George Clooney: Je n'irais pas jusque là. On tourne à nouveau des films qui ont un impact social, mais c'est tout. A l'époque, les meilleurs réalisateurs, les cameramen les plus talentueux et les plus grandes stars unissaient leurs efforts, s'engageaient. Aujourd'hui, il y a moi et quelques une de mes potes. Le reste de Hollywood est trop occupé sur le terrain de golf. (rit)

Vous avez commencé votre carrière sur le grand écran avec 'The Peacemaker' et 'From Dusk Till Dawn'. Vous vous verriez retourner vers ce genre d'action?

George Clooney: Je me demandais justement dans quel sens 'The Peacemaker 2' pourrait bien aller. (rit) Je dois reconnaître que je trouve que l'époque dans laquelle nous vivons est bien plus horrible et passionnante que n'importe quel film d'action dans lequel je pourrais jouer. Et puis, vous ne trouvez pas que je me fais un peu vieux pour ce genre de chose? Je me plaindrais sans cesse, et l'équipe soupirerait. Non, plus d'action pour moi. Je préfère faire des films qui intéressent aussi les gens de mon âge.

Nombre de vos films les plus récents ont un sous-texte politique. Vous vous verriez faire le pas, vous lancer dans la politique? Ou mieux encore: vous la jouer Ronald Reagan et quitter Hollywood pour devenir président des Etats-Unis?

George Clooney: J'ai l'air déjà si vieux? (rit) Non, mon gars, j'ai fait bien trop de choses idiotes pour pouvoir m'en tirer en tant que politicien. Les journalistes se payeraient une bonne tranche de rire en étalant toutes les erreurs de mon passé. Laissez-moi vivre sur la touche.

Sur la touche? Alors que vous nous fournissez l'un des films les plus politisés de l'année!

George Clooney: C'est dingue que tout le monde considère 'Michael Clayton' comme un film politique. Les personnages auraient aussi bien pu être des bouchers, des comptables ou des scientifiques. La corruption peut se retrouver partout. Personne ne peut dire qu'il ou elle n'y a jamais été confronté. Il s'agit avant tout d'un thriller distrayant, comme on en faisait avant à foison.
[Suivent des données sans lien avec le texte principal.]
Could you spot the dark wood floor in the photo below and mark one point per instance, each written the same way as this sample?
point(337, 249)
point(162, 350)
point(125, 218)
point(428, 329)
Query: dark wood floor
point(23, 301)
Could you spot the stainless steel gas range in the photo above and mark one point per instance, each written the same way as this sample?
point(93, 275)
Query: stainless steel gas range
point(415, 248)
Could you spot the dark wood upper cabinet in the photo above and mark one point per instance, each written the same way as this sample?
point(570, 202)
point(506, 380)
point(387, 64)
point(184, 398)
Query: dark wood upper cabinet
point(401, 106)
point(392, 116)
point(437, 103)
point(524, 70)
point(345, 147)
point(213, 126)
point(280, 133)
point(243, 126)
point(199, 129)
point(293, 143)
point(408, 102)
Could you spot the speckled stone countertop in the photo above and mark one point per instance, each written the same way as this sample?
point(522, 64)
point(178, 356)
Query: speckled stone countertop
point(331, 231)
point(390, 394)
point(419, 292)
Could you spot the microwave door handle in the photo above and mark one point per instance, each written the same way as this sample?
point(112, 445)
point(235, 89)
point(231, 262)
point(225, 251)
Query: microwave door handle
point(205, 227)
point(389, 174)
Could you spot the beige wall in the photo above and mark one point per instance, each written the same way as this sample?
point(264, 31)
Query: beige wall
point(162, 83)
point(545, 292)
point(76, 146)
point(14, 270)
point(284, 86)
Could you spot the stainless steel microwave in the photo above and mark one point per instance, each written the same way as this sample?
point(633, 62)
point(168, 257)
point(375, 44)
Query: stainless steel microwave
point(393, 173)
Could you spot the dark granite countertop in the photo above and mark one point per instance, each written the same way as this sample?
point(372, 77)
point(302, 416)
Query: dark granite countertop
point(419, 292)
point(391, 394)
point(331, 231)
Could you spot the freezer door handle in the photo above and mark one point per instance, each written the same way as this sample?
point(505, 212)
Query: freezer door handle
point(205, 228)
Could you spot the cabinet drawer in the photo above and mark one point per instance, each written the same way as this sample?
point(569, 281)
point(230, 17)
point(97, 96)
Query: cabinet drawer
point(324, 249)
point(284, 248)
Est-ce une manière de renvoyer à ce genre de films que d'avoir choisi le réalisateur de 'Three Days of the Condor', Sidney Pollack dans le rôle du patron corrompu de Clayton?

George Clooney: Sidney est l'un des premiers à avoir lu le script. Ca a été très ardu de lui faire comprendre que nous ne voulions pas de lui comme réalisateur mais comme acteur. (rit) Et aussi bien Tony que moi trouvons que c'est un acteur extraordinaire. Il suffit de regarder 'Husbands and Wives' de Woody Allen pour comprendre. On s'en est quand même voulus par la suite, pour deux raisons: Sidney est très dur avec lui-même et avec les autres, mais en même temps, il est terriblement paresseux, et c'était la croix et la bannière pour le faire venir sur le plateau. Mais une fois de plus, il est l'un des meilleurs acteurs que je connaisse.

Une dernière question: vous pensez vraiment que le cinéma peut changer le monde?

George Clooney: Un film ne fera pas la différence, mais prenez-en quelques-uns, et le mouvement est lancé. A l'époque des grandes manifestations pour les droits civiques, les cinémas débordaient de films socialement engagés. Lorsque les médias cessent de poser des questions, le monde de l'art reprend le flambeau et fait leur travail. C'est ainsi que les chansons de protestation de Bob Dylan ont apporté de véritables changements. Si vous voulez mon avis, il est temps que le cinéma exprime les doutes et angoisses du citoyen lambda.